If a customer does not pay an invoice on time, here are some steps you can take:
- Follow up with the customer: A polite reminder email or phone call may be enough to get the payment process started.
- Consider offering a payment plan: If the customer is unable to pay the full amount due by the due date, you may be able to work out a payment plan to help them pay the invoice over time.
- Charge late payment fees: If you have specified late payment fees in the payment terms of the invoice, you may choose to charge the customer these fees.
- Take legal action: If the customer continues to refuse to pay the invoice, you may need to consider taking legal action. This may involve hiring a lawyer or taking the customer to small claims court.
By following these steps, you can help ensure that you get paid on time and avoid any issues with your cash flow.
Invoicing best practices
- Use a professional template: A well-designed invoice not only looks more professional but also helps to clearly communicate the details of the transaction and the terms of payment. You can use a template or invoicing software to create consistent and attractive invoices.

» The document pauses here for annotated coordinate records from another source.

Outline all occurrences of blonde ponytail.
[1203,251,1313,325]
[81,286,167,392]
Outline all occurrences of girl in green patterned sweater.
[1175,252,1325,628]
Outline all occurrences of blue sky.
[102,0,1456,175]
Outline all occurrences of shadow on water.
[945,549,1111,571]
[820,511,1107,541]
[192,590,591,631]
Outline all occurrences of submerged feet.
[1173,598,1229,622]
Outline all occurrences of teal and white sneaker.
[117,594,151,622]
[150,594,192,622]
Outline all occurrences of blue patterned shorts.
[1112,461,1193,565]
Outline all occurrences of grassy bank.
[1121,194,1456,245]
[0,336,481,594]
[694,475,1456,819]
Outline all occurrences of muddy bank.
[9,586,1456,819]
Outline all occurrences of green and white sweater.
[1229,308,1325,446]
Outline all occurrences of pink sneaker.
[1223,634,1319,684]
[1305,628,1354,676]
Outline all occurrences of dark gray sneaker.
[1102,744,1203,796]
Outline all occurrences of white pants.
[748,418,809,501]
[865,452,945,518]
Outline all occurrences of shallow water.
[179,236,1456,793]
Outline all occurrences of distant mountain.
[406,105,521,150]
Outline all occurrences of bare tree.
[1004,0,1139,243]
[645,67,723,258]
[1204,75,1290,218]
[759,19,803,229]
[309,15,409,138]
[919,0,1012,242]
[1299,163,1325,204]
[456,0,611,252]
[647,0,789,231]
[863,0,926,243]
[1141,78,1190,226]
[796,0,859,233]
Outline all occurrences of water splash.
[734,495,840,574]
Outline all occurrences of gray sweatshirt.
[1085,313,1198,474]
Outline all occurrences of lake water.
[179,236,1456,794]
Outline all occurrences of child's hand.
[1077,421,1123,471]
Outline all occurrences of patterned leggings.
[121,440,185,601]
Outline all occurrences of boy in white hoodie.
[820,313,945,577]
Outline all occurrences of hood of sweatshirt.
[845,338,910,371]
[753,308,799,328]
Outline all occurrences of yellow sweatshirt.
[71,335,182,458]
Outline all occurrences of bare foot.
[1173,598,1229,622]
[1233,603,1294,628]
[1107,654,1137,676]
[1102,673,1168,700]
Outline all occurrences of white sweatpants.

- Use clear and concise language: Avoid using jargon or technical terms that your client may not understand. Use simple and straightforward language to clearly communicate the details of the invoice.
- Set clear payment terms: Specify the due date for payment and any late fees that may be applied. You may also want to include information about your preferred methods of payment, such as electronic bank transfer or credit card.
- Follow up on overdue invoices: If an invoice becomes overdue, it’s important to follow up with the client in a timely manner. This can be done through email or phone calls. Be polite but firm, and try to resolve any issues that may be preventing payment.
By following these best practices, you can improve your chances of getting paid on time and streamline your invoicing process.